Le pape Benoît XVI et
le patriarche de Constantinople Bartholomée
Le pape Benoît XVI est le premier
parmi les patriarches. Le tout est de savoir comment
Le 25 janvier 2010 - Eucharistie Sacrement de la Miséricorde
-
Ce soir, aux vêpres célébrées à la basilique
Saint-Paul-hors-les-Murs, Benoît XVI clôt la semaine de prière pour l'unité
des chrétiens.
Selon certains, l'œcuménisme est entré dans une phase de récession et de
gel. Mais dès que l’on regarde vers l’Orient, les faits disent le contraire.
Les relations avec les Églises orthodoxes n’ont jamais été aussi
prometteuses que depuis que Joseph Ratzinger est pape.
Les dates parlent. Une période de gel dans le dialogue théologique entre
l’Église catholique et les Églises orthodoxes de tradition byzantine a
débuté en 1990, quand les deux parties se sont affrontées sur l’"uniatisme",
c’est-à-dire sur la manière dont les communautés catholiques de rite
oriental font tout comme les communautés orthodoxes correspondantes, dont
elles ne diffèrent que par l'obéissance à l’Église de Rome.
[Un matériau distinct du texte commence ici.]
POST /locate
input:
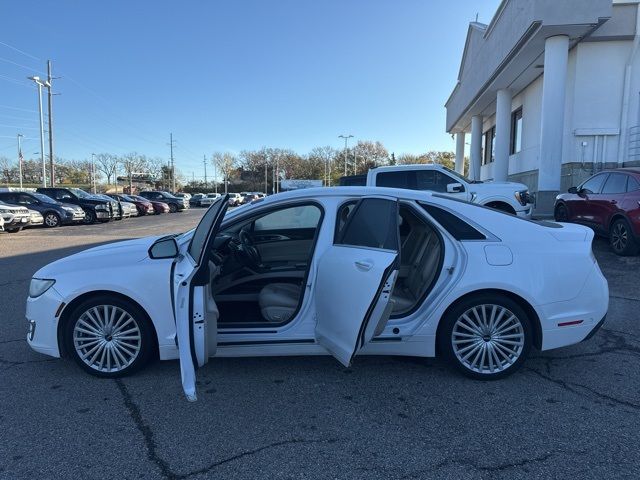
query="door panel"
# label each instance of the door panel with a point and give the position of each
(356, 277)
(353, 298)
À Balamand, au Liban, le dialogue s’est bloqué. Il s’est bloqué encore
davantage du côté russe, le patriarcat de Moscou ne supportant pas de se
voir "envahi" par les missionnaires catholiques envoyés là par le pape
Jean-Paul II, d’autant plus suspect qu’il était Polonais, d’une nation
historiquement rivale.
Le dialogue est resté gelé jusqu’à l’élection à la chaire de Pierre, en
2005, de l’allemand Joseph Ratzinger, pape très apprécié en Orient pour la
raison même qui lui attire des critiques en Occident : son attachement à la
grande Tradition.
La commission mixte internationale pour le dialogue entre l’Église
catholique et les Églises orthodoxes s’est à nouveau réunie, d’abord à
Belgrade en 2006, puis à Ravenne en 2007.
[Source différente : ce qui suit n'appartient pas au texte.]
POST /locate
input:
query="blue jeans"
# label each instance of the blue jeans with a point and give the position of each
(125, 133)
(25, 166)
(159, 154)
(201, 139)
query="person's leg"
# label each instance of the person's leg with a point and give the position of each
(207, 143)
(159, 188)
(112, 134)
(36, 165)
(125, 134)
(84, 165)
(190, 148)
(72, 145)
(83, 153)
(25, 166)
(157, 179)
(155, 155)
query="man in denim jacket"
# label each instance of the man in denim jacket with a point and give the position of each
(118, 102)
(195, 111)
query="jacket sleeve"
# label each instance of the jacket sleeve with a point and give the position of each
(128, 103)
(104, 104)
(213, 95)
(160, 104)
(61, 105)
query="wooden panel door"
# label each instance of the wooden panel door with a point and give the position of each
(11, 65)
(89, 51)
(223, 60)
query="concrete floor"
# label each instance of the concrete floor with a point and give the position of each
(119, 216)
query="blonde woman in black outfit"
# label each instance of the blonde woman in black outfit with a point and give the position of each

Le premier sujet de discussion a été la question qui divise le plus l’Orient
et l’Occident : la primauté du successeur de Pierre dans l’Église
universelle.
De la session de Ravenne est sorti le document qui a marqué le virage. Il
est consacré à "conciliarité et autorité" dans la communion ecclésiale.
Approuvé à l'unanimité par les deux parties, ce document de Ravenne dit que
"primauté et conciliarité sont réciproquement interdépendantes". Dans son
paragraphe 41, il définit ainsi les points d’accord et de désaccord :
"Les deux parties sont d’accord sur le fait que [...] Rome, en tant
qu’Église qui 'préside à la charité', selon l’expression de saint Ignace
d’Antioche, occupait la première place dans la 'taxis', et que l’évêque de
Rome est donc le 'protos' parmi les patriarches. Mais elles ne s’accordent
pas sur l’interprétation des témoignages historiques de cette époque à
propos des prérogatives de l’évêque de Rome en tant que 'protos', question
qui était déjà comprise de manières différentes au premier millénaire".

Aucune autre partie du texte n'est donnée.